Vous avez aimé le scandale de ces écoles d'enseignement supérieur privées qui marchent sur les plate-bandes et les décombres de l'université en se goinfrant d'argent public ? Voir notre article publié sur L'Eclaireur ici. Vous allez adorer celui qui se profile des facultés de médecine.
Bon, on ne va pas dire qu'on ne l'avait pas vu venir avec la mise en place d'un numérus apertus aussi inefficace (et encore moins lisible et compréhensible) qu'un numérus clausus qui depuis vingt ans fait le lit de la désertification médicale et maintenant de la désertion hospitalière. En gros, le précédent système, dit clausus (fermé en latin), fermait comme son nom l'indique les portes des facultés de médecine au 9 996eme candidat. Le nouveau, apertus (ouvert en latin) ouvre le nombre de postes jusqu'au 9 995eme étudiant. C'est donc en gros du pareil au même, le gouvernement n’ayant relevé que de 15% le nouveau seuil. De la sorte qu'avec un aussi faible nombre d'étudiants formés, on retrouve péniblement le niveau des années 1970 quand la France comptait 15 millions d’habitants en moins.
Péniblement parce que désormais, le redoublement est interdit. Résultat, les recalés n'ont pas trainé à partir se former ailleurs, en Roumanie, en Espagne, au Portugal, en Belgique ou en Italie. Combien ? Officiellement, on n'en sait rien, tout simplement parce qu'on ne le mesure pas.
"Il n’y a, à ce jour, toujours aucune étude qui permet de documenter avec précision le phénomène de fuite de cerveau à l’étranger", précisait Emmanuel Touzé, doyen de la faculté de Caen et président de l’Observatoire national des professions de santé (ONDPS) dans Challenge. En attendant, dans les facs en France, les bancs sont passablement dégarnis. Ainsi, au terme de la première année, ce ne sont parfois qu'une centaine d'étudiants qui sont formés. Sur 1 000 à 1 500 candidats.
Difficile de ne pas voir une politique sciemment et parfaitement balisée. Celle de faire émerger des acteurs privés sur les décombres du public, tout ceci avec le soutien plus ou moins conscient et organisé de l'Etat. Cela a déjà bien commencé. Les prépas privées, que le gouvernement disait vouloir mettre en difficulté en modifiant les voies d'accès aux études de médecine, se sont multipliées et sortent renforcées de la réforme.

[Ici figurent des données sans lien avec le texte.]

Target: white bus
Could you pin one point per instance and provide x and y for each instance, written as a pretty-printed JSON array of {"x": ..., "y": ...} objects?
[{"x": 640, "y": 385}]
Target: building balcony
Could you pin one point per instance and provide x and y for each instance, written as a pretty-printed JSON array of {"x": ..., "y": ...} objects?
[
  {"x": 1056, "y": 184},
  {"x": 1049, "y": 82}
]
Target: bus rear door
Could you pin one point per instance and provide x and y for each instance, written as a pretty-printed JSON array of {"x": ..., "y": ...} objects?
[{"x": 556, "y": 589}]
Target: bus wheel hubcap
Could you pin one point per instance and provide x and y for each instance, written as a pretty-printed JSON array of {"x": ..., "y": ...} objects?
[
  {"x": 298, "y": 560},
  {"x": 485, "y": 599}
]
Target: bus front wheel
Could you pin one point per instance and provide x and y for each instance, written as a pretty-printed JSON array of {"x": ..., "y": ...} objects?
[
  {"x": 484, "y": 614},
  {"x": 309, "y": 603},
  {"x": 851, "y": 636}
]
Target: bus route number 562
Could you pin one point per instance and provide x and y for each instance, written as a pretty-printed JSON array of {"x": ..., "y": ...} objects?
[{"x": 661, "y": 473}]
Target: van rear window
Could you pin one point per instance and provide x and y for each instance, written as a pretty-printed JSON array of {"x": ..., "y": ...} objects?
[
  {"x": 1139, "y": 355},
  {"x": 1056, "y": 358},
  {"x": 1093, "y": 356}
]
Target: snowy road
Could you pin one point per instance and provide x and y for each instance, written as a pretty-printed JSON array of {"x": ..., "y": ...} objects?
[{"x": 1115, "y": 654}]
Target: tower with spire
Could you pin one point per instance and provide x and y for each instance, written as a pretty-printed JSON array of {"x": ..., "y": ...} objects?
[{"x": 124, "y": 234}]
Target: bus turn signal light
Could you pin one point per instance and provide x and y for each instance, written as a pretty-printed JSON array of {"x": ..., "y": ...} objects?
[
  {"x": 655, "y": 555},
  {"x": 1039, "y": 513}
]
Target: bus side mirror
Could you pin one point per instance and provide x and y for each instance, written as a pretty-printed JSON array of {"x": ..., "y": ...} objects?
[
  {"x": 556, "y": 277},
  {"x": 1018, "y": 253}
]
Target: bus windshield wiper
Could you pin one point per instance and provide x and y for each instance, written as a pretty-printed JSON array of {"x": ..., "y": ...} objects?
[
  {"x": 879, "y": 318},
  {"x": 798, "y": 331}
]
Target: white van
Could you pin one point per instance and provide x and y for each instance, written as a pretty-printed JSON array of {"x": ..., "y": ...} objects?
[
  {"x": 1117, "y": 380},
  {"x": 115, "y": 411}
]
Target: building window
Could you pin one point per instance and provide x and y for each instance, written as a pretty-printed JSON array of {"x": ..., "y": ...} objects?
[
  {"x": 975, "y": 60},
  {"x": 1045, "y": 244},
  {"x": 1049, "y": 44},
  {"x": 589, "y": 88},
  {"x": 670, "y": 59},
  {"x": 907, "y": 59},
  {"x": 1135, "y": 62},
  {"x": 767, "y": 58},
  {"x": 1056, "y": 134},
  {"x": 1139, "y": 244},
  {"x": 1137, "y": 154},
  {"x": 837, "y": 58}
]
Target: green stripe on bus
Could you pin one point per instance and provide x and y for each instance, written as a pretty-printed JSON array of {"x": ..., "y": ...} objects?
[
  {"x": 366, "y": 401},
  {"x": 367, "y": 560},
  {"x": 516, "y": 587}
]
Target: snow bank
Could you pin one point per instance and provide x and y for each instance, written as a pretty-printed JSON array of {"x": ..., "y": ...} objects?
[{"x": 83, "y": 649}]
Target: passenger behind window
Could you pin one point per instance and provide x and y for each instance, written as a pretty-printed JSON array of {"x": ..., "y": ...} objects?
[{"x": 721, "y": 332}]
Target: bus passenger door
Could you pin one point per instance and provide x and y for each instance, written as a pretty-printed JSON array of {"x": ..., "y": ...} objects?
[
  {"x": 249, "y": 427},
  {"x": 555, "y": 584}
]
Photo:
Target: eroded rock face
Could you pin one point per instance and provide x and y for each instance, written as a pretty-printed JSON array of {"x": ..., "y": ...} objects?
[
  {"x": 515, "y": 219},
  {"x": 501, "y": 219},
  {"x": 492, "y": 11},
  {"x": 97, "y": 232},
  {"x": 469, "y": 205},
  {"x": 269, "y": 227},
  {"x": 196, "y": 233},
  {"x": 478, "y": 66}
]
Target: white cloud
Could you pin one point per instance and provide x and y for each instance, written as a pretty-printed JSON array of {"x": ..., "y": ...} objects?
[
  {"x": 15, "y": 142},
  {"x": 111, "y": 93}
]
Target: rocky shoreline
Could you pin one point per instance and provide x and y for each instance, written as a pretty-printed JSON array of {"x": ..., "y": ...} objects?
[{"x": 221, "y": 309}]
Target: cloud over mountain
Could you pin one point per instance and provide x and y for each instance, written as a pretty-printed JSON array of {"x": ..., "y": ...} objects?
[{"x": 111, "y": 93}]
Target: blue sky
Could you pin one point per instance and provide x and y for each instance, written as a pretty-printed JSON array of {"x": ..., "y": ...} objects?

Car devant le peu de places offertes et l'écrémage au terme de la première année, des élèves n'hésitent pas à faire appel à ces officines dès leur passage en première au lycée. Au vu des coûts de telles structures, gageons qu'on tient le bon bout en terme d'égalité des chances et d'école républicaine.
"La réforme a eu un effet contre-productif sur l'ascenseur social, en introduisant l'oral notamment et en supprimant le redoublement", déplore dans L'Etudiant Pierre Dubus, le doyen de la faculté de médecine de Bordeaux (qui quittera ses fonctions en décembre prochain, ceci expliquant aussi cela). "Le taux de réussite est lié au niveau scolaire. Tout se joue avant l'université. Donc aujourd'hui, tout le monde suit une prépa".
La voie est-elle toute tracée pour que demain émergent des facs de médecine privées ? C'est déjà le cas. A Orléans, des étudiants sont formés depuis 2022 par la faculté de médecine privée de Zagreb.